Look at these 2 files "old" and "new" side by side (line numbers added by the cat -n):
$ paste old new | cat -n
1 a b
2 b 56633223223
3 56633223223 c
4 c d
5 d h
6 e 56633223225
7 f i
8 g Z
9 h k
10 56633223225 l
11 i
12 j
13 k
14 l
Now lets take this "actlist":
$ cat actlist
56633223223 1 2
56633223225 1 3
and run this awk command on all 3 of the above files (yes, I know it could be briefer, more efficient, etc. but favoring simplicity and clarity for now):
$ cat tst.awk
ARGIND==1 {
numPre[$1] = $2
numSuc[$1] = $3
}
ARGIND==2 {
oldLine[FNR] = $0
if ($0 in numPre) {
oldHitFnr[$0] = FNR
}
}
ARGIND==3 {
newLine[FNR] = $0
if ($0 in numPre) {
newHitFnr[$0] = FNR
}
}
END {
for (str in numPre) {
if ( str in oldHitFnr ) {
if ( str in newHitFnr ) {
for (i=-numPre[str]; i<=numSuc[str]; i++) {
oldFnr = oldHitFnr[str] + i
newFnr = newHitFnr[str] + i
if (oldLine[oldFnr] != newLine[newFnr]) {
print str, "mismatch at old line", oldFnr, "new line", newFnr
print "\t" oldLine[oldFnr], "vs", newLine[newFnr]
}
}
}
else {
print str, "is present in old file but not new file"
}
}
else if (str in newHitFnr) {
print str, "is present in new file but not old file"
}
}
}
.
$ awk -f tst.awk actlist old new
56633223225 mismatch at old line 12 new line 8
j vs Z
It's outputing that result because the 2nd line after 56633223225 is j in file "old" but Z in file "new" and the file "actlist" said the 2 files had to be common from one line before until 3 lines after that pattern.
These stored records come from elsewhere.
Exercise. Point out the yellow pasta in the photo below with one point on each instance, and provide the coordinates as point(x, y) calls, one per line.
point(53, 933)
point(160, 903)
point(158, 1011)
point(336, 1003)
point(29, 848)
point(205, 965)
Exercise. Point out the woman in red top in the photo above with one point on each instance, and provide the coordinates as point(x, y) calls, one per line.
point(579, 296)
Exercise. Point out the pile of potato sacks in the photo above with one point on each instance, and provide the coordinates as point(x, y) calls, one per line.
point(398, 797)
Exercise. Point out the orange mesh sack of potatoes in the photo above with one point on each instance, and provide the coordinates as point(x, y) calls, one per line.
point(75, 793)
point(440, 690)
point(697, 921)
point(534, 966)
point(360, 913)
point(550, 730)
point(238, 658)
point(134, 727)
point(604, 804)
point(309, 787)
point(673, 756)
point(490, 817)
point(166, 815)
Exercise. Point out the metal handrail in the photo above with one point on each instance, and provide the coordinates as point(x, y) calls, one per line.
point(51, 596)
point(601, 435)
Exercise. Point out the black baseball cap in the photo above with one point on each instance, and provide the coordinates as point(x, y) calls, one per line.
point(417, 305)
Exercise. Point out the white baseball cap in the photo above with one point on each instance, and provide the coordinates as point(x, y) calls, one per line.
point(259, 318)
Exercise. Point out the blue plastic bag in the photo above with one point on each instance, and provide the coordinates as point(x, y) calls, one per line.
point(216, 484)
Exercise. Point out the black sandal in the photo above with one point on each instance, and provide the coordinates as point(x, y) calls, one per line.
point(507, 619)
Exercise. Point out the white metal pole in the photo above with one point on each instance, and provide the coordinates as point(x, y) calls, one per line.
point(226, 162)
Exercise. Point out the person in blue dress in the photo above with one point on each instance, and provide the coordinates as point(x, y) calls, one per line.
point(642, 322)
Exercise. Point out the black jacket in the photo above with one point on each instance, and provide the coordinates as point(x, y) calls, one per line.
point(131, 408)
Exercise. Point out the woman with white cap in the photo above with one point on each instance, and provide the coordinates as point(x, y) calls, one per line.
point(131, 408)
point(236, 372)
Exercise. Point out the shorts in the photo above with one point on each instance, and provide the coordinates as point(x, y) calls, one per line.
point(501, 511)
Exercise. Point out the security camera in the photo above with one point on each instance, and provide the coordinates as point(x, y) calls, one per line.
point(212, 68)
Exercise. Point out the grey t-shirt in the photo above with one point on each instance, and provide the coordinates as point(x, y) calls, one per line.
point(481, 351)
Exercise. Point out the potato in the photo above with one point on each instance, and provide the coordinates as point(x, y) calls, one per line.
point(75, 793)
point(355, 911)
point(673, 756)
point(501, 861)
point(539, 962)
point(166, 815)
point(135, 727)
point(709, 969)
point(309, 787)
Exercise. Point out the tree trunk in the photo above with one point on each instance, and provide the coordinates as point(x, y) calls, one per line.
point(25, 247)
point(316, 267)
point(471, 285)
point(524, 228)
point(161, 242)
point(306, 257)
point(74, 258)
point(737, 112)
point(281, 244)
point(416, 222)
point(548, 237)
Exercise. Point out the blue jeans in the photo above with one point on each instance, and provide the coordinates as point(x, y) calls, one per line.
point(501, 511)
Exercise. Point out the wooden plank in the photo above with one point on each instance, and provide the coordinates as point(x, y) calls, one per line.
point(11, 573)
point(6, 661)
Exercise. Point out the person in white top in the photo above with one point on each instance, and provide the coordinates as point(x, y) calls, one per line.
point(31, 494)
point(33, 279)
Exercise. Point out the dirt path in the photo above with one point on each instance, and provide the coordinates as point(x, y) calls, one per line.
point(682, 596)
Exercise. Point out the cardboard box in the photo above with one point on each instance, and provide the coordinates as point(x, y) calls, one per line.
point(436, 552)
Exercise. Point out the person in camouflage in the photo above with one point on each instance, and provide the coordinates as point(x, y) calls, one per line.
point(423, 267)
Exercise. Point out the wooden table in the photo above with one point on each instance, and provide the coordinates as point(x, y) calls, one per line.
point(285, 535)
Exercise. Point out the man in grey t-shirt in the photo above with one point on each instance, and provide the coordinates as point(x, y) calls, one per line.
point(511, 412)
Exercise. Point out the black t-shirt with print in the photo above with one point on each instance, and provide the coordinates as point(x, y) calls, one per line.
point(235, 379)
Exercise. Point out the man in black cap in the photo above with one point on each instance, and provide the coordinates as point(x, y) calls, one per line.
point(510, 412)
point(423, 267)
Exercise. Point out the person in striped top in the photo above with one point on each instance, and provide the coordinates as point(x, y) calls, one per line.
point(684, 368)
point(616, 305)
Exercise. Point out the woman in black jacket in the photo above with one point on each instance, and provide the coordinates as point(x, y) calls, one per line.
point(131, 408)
Is that what you're trying to do? The above uses GNU awk for ARGIND but the workaround is trivial for other awks.
Use the below code:
awk '{if (NF == 3) { word1=$1; word2=$2; word3=$3; print "Words are:" word1, word2, word3} else {print "Line", NR, "is having", NF, "Words" }}' filename.txt
I have given the solution as per the requirement.
awk '{ # awk starts from here and read a file line by line
if (NF == 3) # It will check if current line is having 3 fields. NF represents number of fields in current line
{ word1=$1; # If current line is having exact 3 fields then 1st field will be assigned to word1 variable
word2=$2; # 2nd field will be assigned to word2 variable
word3=$3; # 3rd field will be assigned to word3 variable
print word1, word2, word3} # It will print all 3 fields
}' filename.txt >> output.txt # THese 3 fields will be redirected to a file which can be used for further processing.
This is as per the requirement, but there are many other ways of doing this but it was asked using awk.